I'm sorry, with what calculations? Tariff calculations. Tariff calculations. Yeah. I don't know, but we could ask. And that's a really, you know, that's, you know, again, not trying to sound snarky. That is exactly how I would go to an agent.

I'd go to Chat GPT and say, you know, how does it help with tariff calculations?

Now, more than likely, and I'm just making a guess on this, it may or may not answer a question the way that you want to.

So as a result, if it doesn't answer it the way that you want to, if it's hallucinating an answer, so to speak. This is an opportunity to now engage in a dialogue. You know, you maybe even get it to ask you for some questions to help clarify what it's looking for. Good answer.

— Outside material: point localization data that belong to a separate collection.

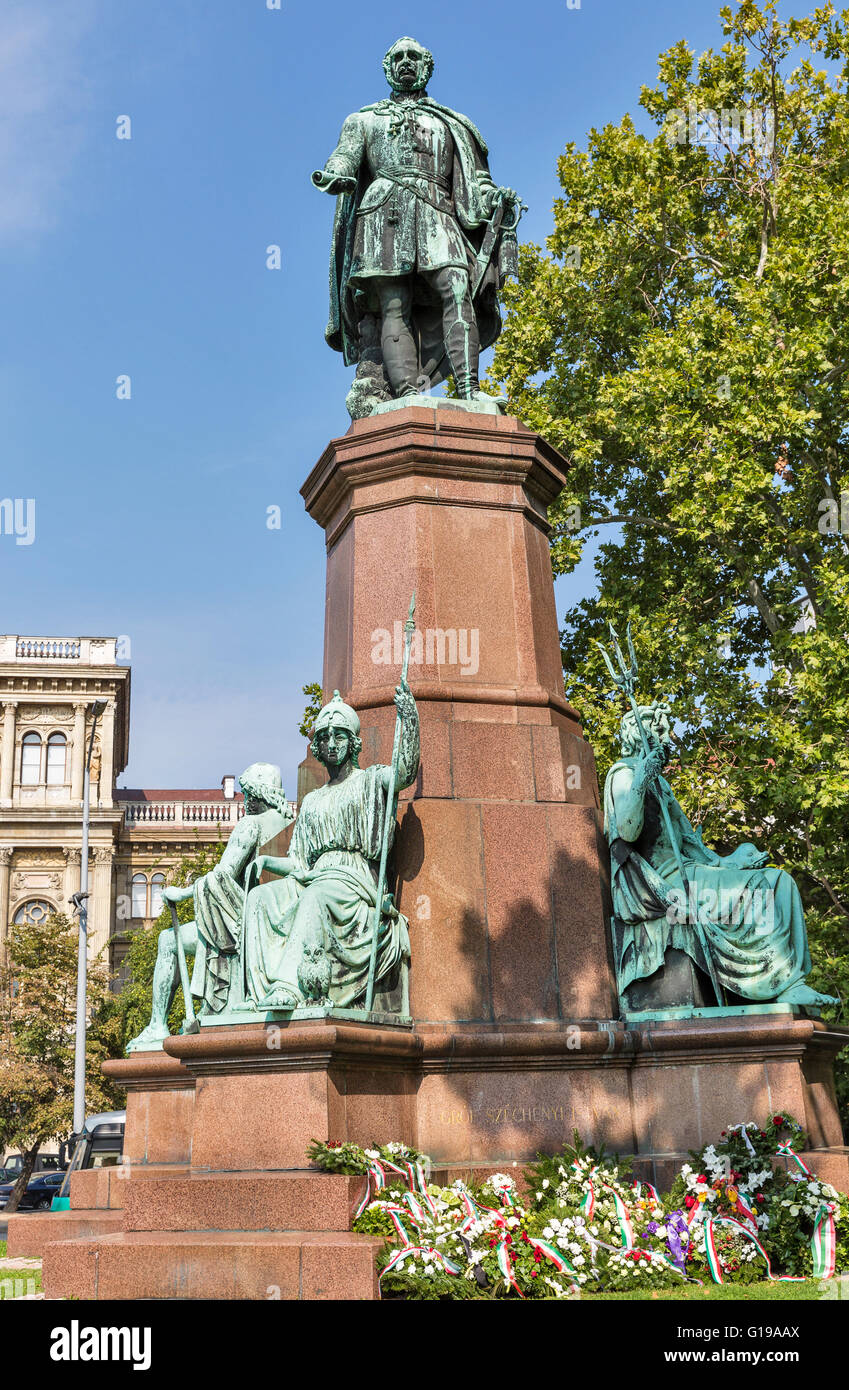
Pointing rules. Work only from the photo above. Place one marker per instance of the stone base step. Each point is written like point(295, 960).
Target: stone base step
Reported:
point(28, 1235)
point(231, 1265)
point(293, 1200)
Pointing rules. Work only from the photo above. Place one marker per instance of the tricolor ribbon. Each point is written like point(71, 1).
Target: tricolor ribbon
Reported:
point(650, 1190)
point(450, 1268)
point(823, 1241)
point(713, 1260)
point(374, 1179)
point(623, 1216)
point(744, 1132)
point(506, 1265)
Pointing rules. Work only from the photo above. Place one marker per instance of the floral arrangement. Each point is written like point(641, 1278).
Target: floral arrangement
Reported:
point(734, 1215)
point(353, 1159)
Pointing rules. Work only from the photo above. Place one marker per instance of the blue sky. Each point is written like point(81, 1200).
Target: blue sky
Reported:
point(147, 257)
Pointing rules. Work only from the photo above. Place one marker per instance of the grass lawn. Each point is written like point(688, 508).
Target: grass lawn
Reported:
point(809, 1289)
point(14, 1283)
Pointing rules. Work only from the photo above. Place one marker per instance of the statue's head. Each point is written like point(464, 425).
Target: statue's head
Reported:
point(336, 734)
point(407, 66)
point(656, 720)
point(263, 788)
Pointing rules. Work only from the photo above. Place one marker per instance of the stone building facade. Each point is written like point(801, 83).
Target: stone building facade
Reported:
point(47, 687)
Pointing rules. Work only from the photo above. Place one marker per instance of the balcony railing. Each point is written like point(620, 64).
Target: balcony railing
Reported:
point(182, 813)
point(88, 651)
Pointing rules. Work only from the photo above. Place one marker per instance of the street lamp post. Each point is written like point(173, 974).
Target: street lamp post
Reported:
point(82, 957)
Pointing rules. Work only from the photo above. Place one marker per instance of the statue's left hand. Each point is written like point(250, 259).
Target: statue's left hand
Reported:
point(503, 195)
point(403, 701)
point(174, 894)
point(748, 856)
point(334, 182)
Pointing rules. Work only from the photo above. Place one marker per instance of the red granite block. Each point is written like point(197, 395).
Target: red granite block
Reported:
point(243, 1201)
point(31, 1232)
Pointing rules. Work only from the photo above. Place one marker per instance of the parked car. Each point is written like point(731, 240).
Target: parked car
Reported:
point(39, 1191)
point(99, 1146)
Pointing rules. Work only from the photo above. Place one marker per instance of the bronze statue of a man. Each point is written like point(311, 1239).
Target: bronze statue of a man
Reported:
point(423, 241)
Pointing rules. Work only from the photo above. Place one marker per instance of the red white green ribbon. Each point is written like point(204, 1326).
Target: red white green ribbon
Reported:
point(650, 1190)
point(506, 1265)
point(823, 1243)
point(624, 1219)
point(411, 1251)
point(746, 1214)
point(420, 1215)
point(713, 1260)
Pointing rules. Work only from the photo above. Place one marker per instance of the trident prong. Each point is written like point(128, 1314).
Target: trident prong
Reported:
point(625, 679)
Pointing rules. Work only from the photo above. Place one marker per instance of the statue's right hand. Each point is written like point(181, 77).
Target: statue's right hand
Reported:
point(334, 182)
point(652, 765)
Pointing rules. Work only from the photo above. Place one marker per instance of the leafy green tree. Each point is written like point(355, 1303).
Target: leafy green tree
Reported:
point(684, 341)
point(129, 1009)
point(314, 704)
point(38, 1026)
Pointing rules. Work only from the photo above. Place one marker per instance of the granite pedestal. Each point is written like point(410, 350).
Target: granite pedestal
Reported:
point(502, 870)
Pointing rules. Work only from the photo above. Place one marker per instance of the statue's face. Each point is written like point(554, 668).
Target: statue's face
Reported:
point(407, 67)
point(334, 745)
point(662, 730)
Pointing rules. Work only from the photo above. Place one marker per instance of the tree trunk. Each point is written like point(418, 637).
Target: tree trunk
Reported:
point(29, 1157)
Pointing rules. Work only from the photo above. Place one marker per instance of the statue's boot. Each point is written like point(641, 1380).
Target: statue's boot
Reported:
point(463, 346)
point(400, 357)
point(805, 995)
point(149, 1039)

All right, this one was over from the chat and it was Katie was asking, have you tried process manager, formerly known as promap from Nintex? No, but, you know, I'll look in the chat and I'll be certain to look it up. Sounds good. Sounds good.

All right, we'll squeeze in a few more. There's quite a few. Victoria is asking, do you inform your customers when you use AI to generate any BA artifacts?

If so, what was their reaction or what has their reaction been? Well, I think. Okay, let me turn that question around a little bit. I think question, the answer is, should you inform? Yes, absolutely.

Not to be, not to say, oh, I'm cheating. Okay. But rather to say, you know, we're making use of these agents and we're going to get a lot more information.

Now, of course, I'm always cautious never to go uploading proprietary information and this often includes even just the innocence of a particular prompt know, because it might, you know, some organizations are very concerned, if you like coming back to that tariff question, that I might engage in that dialogue a little bit and I might give away certain facts about a particular organization.

Now, how do I know if the agent is leaking that information? Again, we don't know yet. So I would be fairly cautious about that.

But there are a lot of places where again, you know, even the private LLMs do have a good sense of what's a use case, what's a user story, what's a data model. And so being able to say I've gone out and used generative AI to produce this first cut of a data model, you know.

You know, I think it's worth saying it's just because it's like any other tool. Right? Yeah. And the transparency, I'm sure, goes a long way just between the parties involved. Okay, we will squeeze in one more question because we have a minute and this one is from Erica.

And the question is, do you think the free AI agents are still as good as the paid ones? Again, depends on, if you ask me, are they as good for learning and getting started? Oh yeah, they're just fine.

You will hit a point where either you're going to want more compute, in other words, you're going to want to be able to do more work, you're going to want more depth, you're going to want more features, but you can start with the free things and build up from there. Sounds good, Sounds good.

Well, that is all our time for today. This was such a great topic to cover and thank you so much, Mark for leading this outstanding session and such an intriguing topic.

We appreciate your time and your insights and how AI can help support professionals in their daily work and going forward. Thank you to our attendees for being here today.

We will send a follow-up email with access to the slides today plus some other additional information from Softed.

So thank you again for joining us. I see tons of emoji reactions, so everyone feels the same way for a wonderful session.